Only one of the six panels at Friday’s daylong event, which drew 220 attendees to the historic World Theatre in Kearney, was meant to focus on Lexington after Tyson.
But over and over again, speakers from a diverse set of backgrounds invoked the town at the center of one of Nebraska’s largest-ever mass layoffs.
“When something like that happens, it impacts the entire community,” said Brooke Envick, the dean of the College of Business and Technology at the University of Nebraska at Kearney. Envick was among three college administrators featured in a panel on the present and future of a college degree.

“The closing of the plant obviously doesn’t just impact those employees,” she said. “It impacts the families and the communities.”
Steve Hanson, a cattle producer from Elsie who participated in a panel on Nebraska farmers competing in a changing world, said the plant’s closure had complicated the sale of his livestock. Hanson used to ship his cattle to the Lexington plant, which was less than two hours from his feedlot.
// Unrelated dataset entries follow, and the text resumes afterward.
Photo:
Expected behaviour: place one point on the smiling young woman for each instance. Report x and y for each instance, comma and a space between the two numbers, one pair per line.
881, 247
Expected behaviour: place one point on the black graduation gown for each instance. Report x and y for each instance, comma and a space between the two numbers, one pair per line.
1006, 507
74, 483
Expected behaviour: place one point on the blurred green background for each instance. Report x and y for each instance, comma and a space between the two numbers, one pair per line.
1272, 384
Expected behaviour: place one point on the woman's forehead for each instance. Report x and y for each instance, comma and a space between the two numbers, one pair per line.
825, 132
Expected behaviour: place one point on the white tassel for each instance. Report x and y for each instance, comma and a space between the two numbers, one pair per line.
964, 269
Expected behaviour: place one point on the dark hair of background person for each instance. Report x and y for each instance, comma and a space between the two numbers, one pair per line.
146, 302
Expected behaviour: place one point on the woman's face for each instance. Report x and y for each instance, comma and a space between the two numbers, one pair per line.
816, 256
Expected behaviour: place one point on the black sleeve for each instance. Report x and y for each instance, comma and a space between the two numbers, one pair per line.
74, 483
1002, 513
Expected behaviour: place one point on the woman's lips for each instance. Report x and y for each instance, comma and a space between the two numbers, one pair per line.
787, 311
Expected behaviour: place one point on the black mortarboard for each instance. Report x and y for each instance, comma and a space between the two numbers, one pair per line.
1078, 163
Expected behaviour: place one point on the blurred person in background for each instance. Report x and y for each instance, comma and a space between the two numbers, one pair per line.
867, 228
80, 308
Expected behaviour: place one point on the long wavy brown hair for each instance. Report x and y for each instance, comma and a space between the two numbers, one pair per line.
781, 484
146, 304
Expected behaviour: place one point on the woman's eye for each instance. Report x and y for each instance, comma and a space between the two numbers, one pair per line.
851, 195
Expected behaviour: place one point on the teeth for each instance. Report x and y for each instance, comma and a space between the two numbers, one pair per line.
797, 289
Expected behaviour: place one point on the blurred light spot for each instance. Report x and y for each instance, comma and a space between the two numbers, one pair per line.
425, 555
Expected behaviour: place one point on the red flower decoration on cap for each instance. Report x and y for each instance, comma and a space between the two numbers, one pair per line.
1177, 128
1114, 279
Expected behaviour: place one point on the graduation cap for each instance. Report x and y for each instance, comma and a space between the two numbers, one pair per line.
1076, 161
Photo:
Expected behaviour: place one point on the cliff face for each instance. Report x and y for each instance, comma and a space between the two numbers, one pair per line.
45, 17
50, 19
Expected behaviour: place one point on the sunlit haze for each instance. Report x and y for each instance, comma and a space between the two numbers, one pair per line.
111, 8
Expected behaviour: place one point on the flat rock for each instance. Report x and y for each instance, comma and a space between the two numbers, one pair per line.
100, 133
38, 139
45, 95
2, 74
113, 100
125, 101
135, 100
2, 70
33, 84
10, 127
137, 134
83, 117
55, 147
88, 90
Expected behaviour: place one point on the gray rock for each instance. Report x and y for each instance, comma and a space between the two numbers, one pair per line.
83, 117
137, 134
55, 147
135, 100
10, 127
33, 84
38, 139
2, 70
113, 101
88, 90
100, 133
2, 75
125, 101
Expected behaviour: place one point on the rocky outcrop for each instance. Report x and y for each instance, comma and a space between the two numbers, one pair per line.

“Now, they’re gonna get on a truck for six hours,” he said. “It’s going to change the way we operate, I think. Maybe not. We hope not. We plan on going to Cargill in Fort Morgan, (Colorado). And maybe that’s an answer. But it’s not an easy answer.”
In the panel that focused on Tyson’s departure and Lexington’s future, John McCoy, an economist at the Federal Reserve Bank of Kansas City, said the closure — which eliminated jobs for 23% of Dawson County’s labor force — marked the second largest layoff in the nation in three decades.

He said the ripple effects on the town’s economy would likely cause even more job loss.
The company’s November announcement of the closure left Lexington in disbelief, said Rocio Casanova, a town librarian. Hundreds of Tyson employees left Lexington even before the plant closed in January.
“I thought it was a big lie,” Casanova said at Friday’s forum. “And then when I realized it was true … my first thought was, ‘What am I going to do to help everyone who works there?’ It took me a while to realize that I was not going to be able to help everyone in my community — or have everyone in my community stay.”
3 Comments
““Now, they’re gonna get on a truck for six hours,” he said.”
Why is that? There’s a brand new packing plant in North Platte!
Why the chicken little act?
““When something like that happens, it impacts the entire community,” said Brooke Envick, the dean of the College of Business and Technology at the University of Nebraska at Kearney”
It sure does, and so, why did the leaders in Lexington not diversify its economy in the past 30-40 years? Was the exit of Sperry New Holland in 1985 not a clue as to what could happen when a MAJOR employer leaves?
Sorry, Lexington mostly brought this on itself.
North Platte isn’t a complete slaughter facility, for one thing, and it isn’t nearly as large. As far as diversifying, that’s easier said than done. The town’s leaders likely can’t answer that. It sounds good, but–
When a community relies on a counterfeiting labor force, failure is inevitable.